On May 4, 2015, the UW–Madison Arboretum welcomed David Stevens as the new curator of the Longenecker Horticultural Gardens.
Professor Edward Hasselkus, the previous curator, cared for the gardens for almost 50 years. With his exceptional stewardship and many generous donations from supporters over the past several years, a solid foundation is set for the new endowed position being filled by David Stevens. David’s commitment to build on that foundation will ensure that Longenecker Horticultural Gardens continue as an integral part of UW–Madison Arboretum mission as well as a renowned public destination.
David completed his bachelor’s degree in horticulture at Virginia Tech and his master’s in horticulture at the UW–Madison. His studies at the UW included working with Ed Hasselkus in Longenecker Gardens.
David’s extensive career experience includes industry work at Agracetus in Middleton and horticultural work at the Dallas Arboretum and Botanical Garden. Most recently, he held the position of state forest improvement research specialist in the UW–Madison Department of Forest and Wildlife Ecology.

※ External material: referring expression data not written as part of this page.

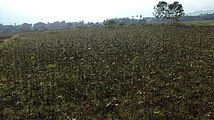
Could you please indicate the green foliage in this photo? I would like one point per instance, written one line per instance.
(129, 72)
(168, 11)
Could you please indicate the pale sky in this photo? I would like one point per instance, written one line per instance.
(32, 11)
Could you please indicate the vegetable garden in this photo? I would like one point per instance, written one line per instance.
(124, 72)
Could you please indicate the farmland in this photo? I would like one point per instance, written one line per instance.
(123, 72)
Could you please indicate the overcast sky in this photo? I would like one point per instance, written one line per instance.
(32, 11)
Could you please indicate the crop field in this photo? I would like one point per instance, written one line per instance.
(200, 23)
(139, 72)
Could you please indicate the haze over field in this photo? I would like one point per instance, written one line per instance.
(32, 11)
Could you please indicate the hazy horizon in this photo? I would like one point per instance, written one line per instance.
(33, 11)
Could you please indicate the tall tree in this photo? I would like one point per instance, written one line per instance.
(169, 11)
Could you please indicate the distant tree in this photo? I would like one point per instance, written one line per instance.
(168, 11)
(110, 22)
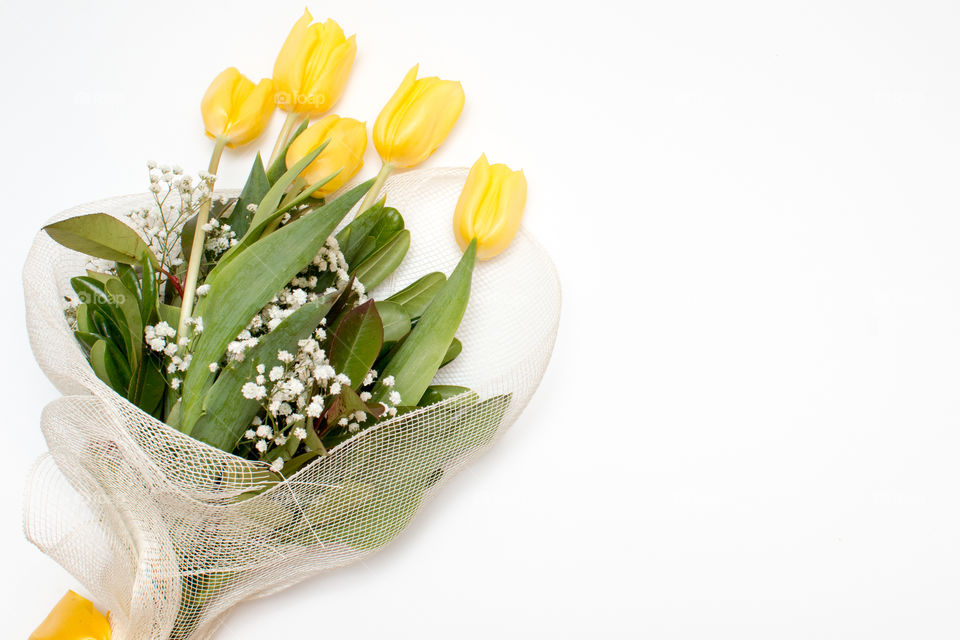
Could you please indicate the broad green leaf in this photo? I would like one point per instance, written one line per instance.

When asked why he sought the curator position, David said, “as a horticulturist with a love of woody ornamentals, I would have kicked myself for the rest of my life if I hadn’t applied for this once-in-a-lifetime opportunity to work with the preeminent woody ornamental collection in the state. I came to Madison from out of state 25 years ago to pursue my master’s degree with Professor Ed Hasselkus, at which time I was introduced to the regional jewel that is Longenecker Horticultural Gardens. I spent many hours in the gardens doing research for my master’s project and have visited off and on through the years, always come away with a sense of awe for the beauty, robustness, and diversity of the collection. In addition, as an undergraduate at Virginia Tech, I learned of the Arboretum for its astounding work on prairie restoration and natural habitat ecology. Curtis Prairie, in particular, has always enchanted me and was a primary impetus for establishing a small 2.5-acre prairie restoration on my own property.”
David says a short-term goal, along with maintaining and enhancing the collection, is to work with staff to make the plant collection available online in a searchable form.